The workflow assigns very specific roles to different branches and defines how and when they should interact. The key elements are feature branches, a development branch and a master branch. It facilitates pull requests, isolated experiments, and more efficient collaboration.

Branches#

Branches are used to isolate work on different issues and experiments.

To see existing branches:

git branch

The current branch is highlighted with a star. Note that this doesn't show all branches but only those that you have shown an interest in in the past.

Checkout an existing branch:

git checkout branch_name

Have a look at git branch to see how the star changed. Note that work present on the old branch, will vanish in your file explorer if they are not present in the new branch. Don't worry, the files will be visible again once you switch back to the old branch.

Create a new branch starting from the current branch (and commit)

git branch new_branch_name

Branch names cannot have spaces and it is advisable to make them lowercase. Check git branch to see that the new branch is created but we are still on the old branch. We can change to the new branch via git checkout new_branch_name.

A shortcut for creating and immediately checking out the new branch is

git checkout -b new_branch_name

Usually, only one person will work on any given feature branch.

Positive consequences - Your work is isolated from experiments of others - You can commit even if it is not perfect or even not working - Commit often (many times a day)

Committing often is important because - Enable granular version controlling - If bugs appear, you can checkout past versions and find out where the bug krept in - Each bit-size change is easy to parse for you and your teammates - Write a clear commit message explaining why a commit was made. Changes or qwerty is not a good commit message. - Ideally make one commit per file

Negative consequences - Your work is not available to others - Your work can become disconnected from the main development

To overcome these problems: - Merge dev into the feature branch frequently (once a day) - Break tasks into small to medium size chunks, complete only one chunk on one feature branch, then bring it into dev and start a new feature branch

Merging#

Git is a fantastic tool for combining work. It is very good at working out what is new and what is old and can even handle multiple changes to the same file. To integrate the latest work from branch branch_name into the current branch, use

git merge branch_name

To get the work from the remote instead of local, use

git merge origin branch_name

The main situation where this does not work well, is when there are two conflicting changes to the same line. Git cannot work out on its own how to combine the work and will report a merge conflict.

The error message will say

CONFLICT (content): Merge conflict in file_name
Automatic merge failed; fix conflicts and then commit the result.

There are many merge tools to overcome this problem. For example, PyCharm has a very good merge tool.

Once you have resolved the conflicts, commit your changes to complete the merge.

Pull requests#

Pull requests are a tool to receive feedback and quality control on your work before contributing it to the development branch. To make a pull request, first make sure your branch is up-to-date with the main development branch

git pull origin dev

Then publish the latest version of your work to the remote repository.

git push origin feature_branch

On the GitHub website, you will see a prompt to open a pull request into the default branch (dev in our case).

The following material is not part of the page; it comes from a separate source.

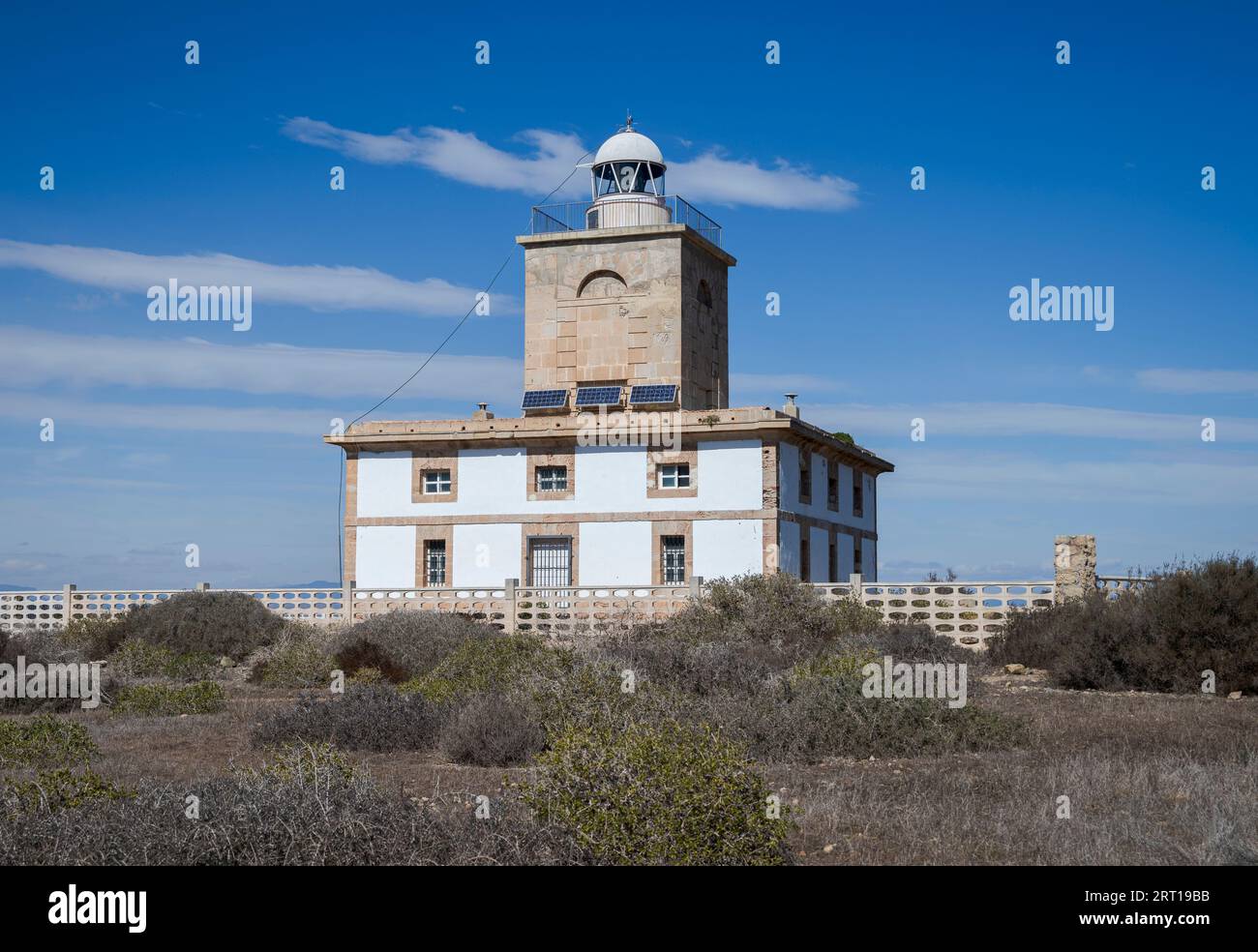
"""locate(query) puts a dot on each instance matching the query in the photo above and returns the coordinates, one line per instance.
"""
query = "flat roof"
(378, 434)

Provide a summary of what the feature branch is doing, select reviewers (usually your technical mentor and some team mates) and assign the PR to yourself.

Pull requests show diffs, or differences, of the content from both branches. The changes, additions, and subtractions are shown in green and red, respectively.

By using GitHub’s @mention system in your pull request message, you can ask for feedback from specific people or teams, whether they’re down the hall or 10 time zones away.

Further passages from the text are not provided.